Left. Left. Left, Right, Left…Finding the Cadence in Your Writing

I grew up on a military base, or more accurately many military bases. It was my childhood and life. Even today my idea of home is any place filled with military uniforms and flags.

Home is not a place, but a community—one I miss a great deal. I did, however, learn a lot growing up in that world. One of them was the value of cadence.

Admittedly, there wasn’t much cadence heard on an Air Force base, but I always loved hearing it whenever we ventured to the Marine and Army bases. There was a symmetry to it that sounded right.

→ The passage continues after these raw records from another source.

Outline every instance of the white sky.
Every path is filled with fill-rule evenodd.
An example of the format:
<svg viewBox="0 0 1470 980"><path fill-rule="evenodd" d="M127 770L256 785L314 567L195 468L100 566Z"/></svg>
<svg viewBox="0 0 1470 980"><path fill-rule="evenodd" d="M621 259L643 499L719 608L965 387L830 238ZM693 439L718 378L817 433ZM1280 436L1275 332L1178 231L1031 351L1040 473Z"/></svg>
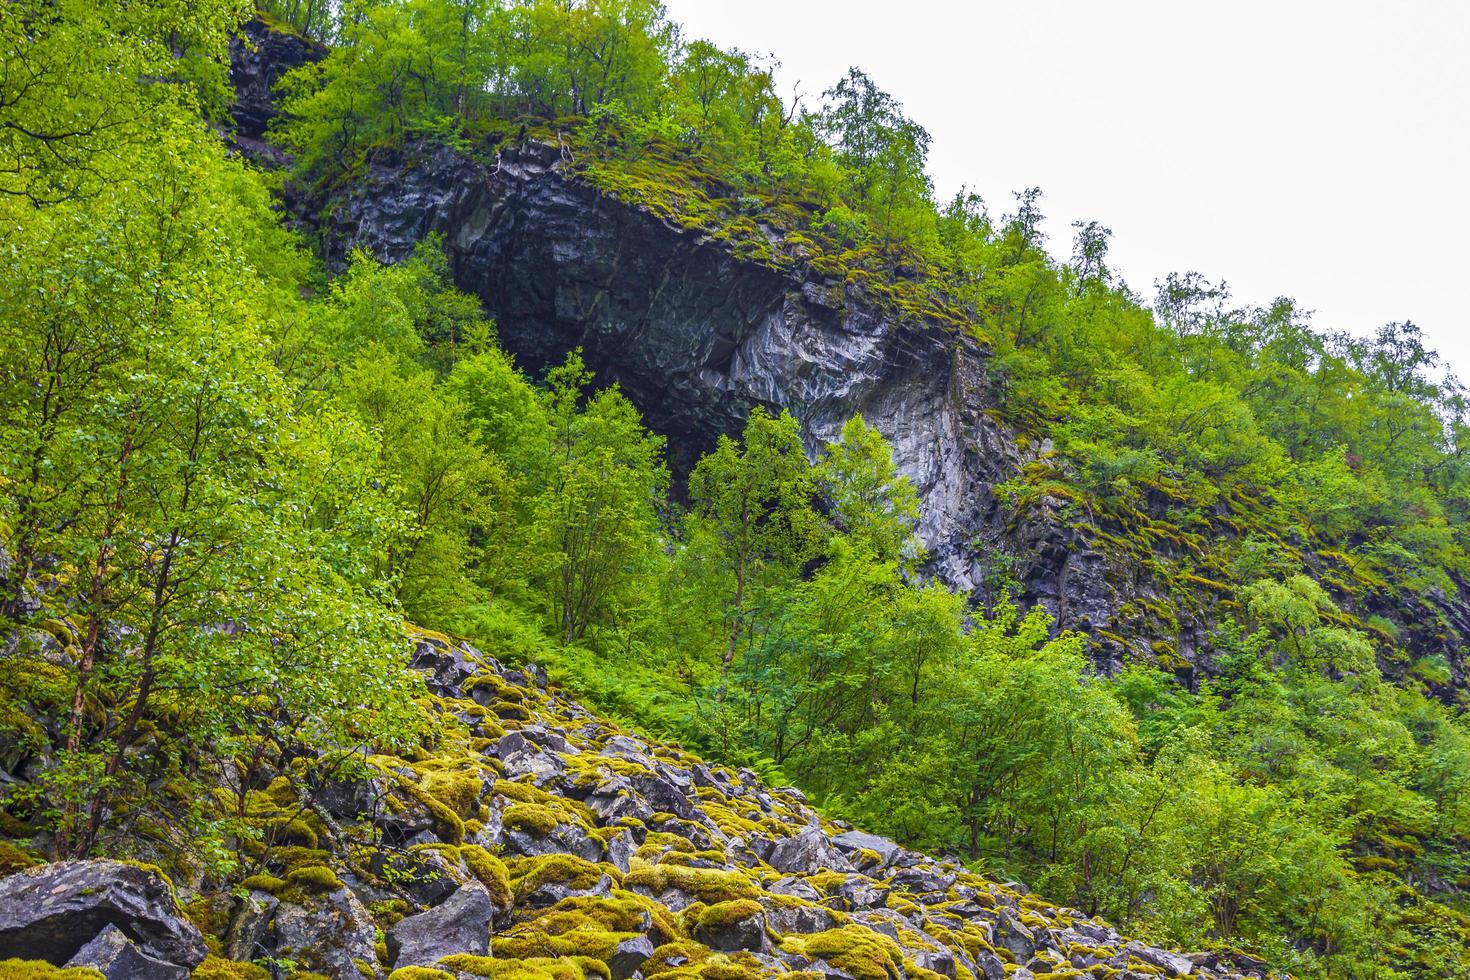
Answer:
<svg viewBox="0 0 1470 980"><path fill-rule="evenodd" d="M933 136L941 197L1045 193L1147 299L1198 270L1318 329L1413 320L1470 380L1470 0L665 0L774 54L806 104L855 65Z"/></svg>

It was pure rhythm. Simple and driving. It moved the story (and the troops) along with a beat that never altered. Sure there would skip a beat now and then for syncopation, but the base of the cadence was its uniformity. Its predictability.


This constant works great for cadence, but not so much for writing.

Writing is more like music composition. It needs modulations and rhythm. A simple cadence of “I did this” and “then I did that” is not enough. Action needs to move.

So does the rhythm of the words themselves. Read your piece aloud. Does it flow? Is it easy to read? Is there a pattern to the words that sounds good to the ear? Do you trip over words or struggle to pronounce the alliteration? Or are you falling into that trap of left, left, left, right, left or short sentence, short sentence, short sentence, long.

Most readers hear an inner voice when they read. Play to that. Move your story along, but add variations in the cadence or you will lose your audience by the end of the first click…er, I mean chapter.

I will write more about how to apply music composition to your writing in future blogs. I have to make use of my Music degree somehow, right? Besides, I learned as much if not more about writing from my music and theater classes than I did from my writing degree. I’ll be sharing those lessons in the weeks to come in a series I am calling “Lessons from Meisner, Adler and Bach.”